I'm a big proponent for tracing and crediting the origins of ideas, and I think this one speaks to a lot of people right now. For all its flaws and occasional user-unfriendliness, I think the main draw of the Fediverse is an escape from this profit-driven cycle.

You can also follow the Mastodon account for Cory's blog @pluralistic (yay federation!).

wilberfan,
wilberfan avatar

I enjoyed this 3-part interview with Cory about the subject: https://www.wnycstudios.org/podcasts/otm/projects/enshitification

narF,
narF avatar

I wonder if we could find a better word than "enshittification". Maybe something more descriptive?

pluralistic,
@pluralistic@mamot.fr avatar

@narF I doubt it.

narF,
narF avatar

I'm asking because some people (ex: my mom) would react badly to using such word just because there's "shit" in it. But with a different word, she might get it and use it.
I'm not good enough in english to find something better...

spicy_biscuits,
spicy_biscuits avatar

Welcome to capitalism, have a seat! That'll be $250

lawyerjsd,

It's a basic monopoly move. Why is Google making it's search function shitty? Because it's a monopoly and you won't go to a competitor. Reddit assumes that it can make these moves because it doesn't have a competitor, and if it did, it could buy out the competitor right now.

DarkGamer,
DarkGamer avatar

In the step between being good to their users and abusing their users, eternal September occurs. Early adopters tend to be curious and technically minded sorts of people, and the users that follow them, less so.

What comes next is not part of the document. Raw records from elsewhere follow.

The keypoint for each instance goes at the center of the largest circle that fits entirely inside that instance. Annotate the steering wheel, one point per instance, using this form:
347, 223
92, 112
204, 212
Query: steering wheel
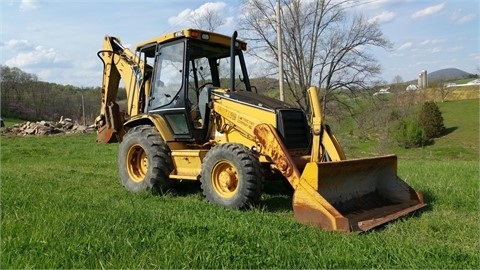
203, 85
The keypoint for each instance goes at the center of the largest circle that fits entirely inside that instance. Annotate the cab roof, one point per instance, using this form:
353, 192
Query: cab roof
192, 34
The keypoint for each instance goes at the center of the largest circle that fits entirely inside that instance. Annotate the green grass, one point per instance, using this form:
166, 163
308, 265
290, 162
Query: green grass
62, 206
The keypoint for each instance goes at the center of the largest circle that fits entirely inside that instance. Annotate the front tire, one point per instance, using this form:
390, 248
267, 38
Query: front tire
144, 161
231, 176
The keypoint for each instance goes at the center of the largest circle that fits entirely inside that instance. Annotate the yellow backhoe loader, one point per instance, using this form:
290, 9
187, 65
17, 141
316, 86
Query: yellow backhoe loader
191, 114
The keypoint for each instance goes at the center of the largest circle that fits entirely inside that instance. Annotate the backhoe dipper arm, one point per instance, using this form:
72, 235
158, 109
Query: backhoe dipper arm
118, 63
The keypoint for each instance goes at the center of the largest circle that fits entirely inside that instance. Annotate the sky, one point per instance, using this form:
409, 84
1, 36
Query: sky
58, 40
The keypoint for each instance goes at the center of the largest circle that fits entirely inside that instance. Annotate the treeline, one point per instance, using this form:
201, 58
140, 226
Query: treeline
23, 96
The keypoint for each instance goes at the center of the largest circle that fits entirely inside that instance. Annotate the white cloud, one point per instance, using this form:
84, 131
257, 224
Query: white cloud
455, 49
432, 41
39, 56
428, 11
183, 17
384, 17
405, 46
458, 17
27, 5
16, 45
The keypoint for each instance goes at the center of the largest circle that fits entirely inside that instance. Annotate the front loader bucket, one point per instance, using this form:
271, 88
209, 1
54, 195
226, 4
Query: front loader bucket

Right now I'm enjoying that posts here tend to be more thoughtful and in good faith than what one usually finds on reddit.

theothermatt_b,

Somehow, Cory has done a ton of amazing writing, speaking, and other work, but his best work is a single word.

novarime,

Tldr: money

Reddit's draw was content. Could have been from users or aggregated from different sources. Content was provided for free by users. Content was moderated for free by mods.

Now reddit is complaining that users consuming content via means bypassing monetisation are entitled while reddit has been freeloading for years. They're basically infrastructure. Important but not the lifeblood.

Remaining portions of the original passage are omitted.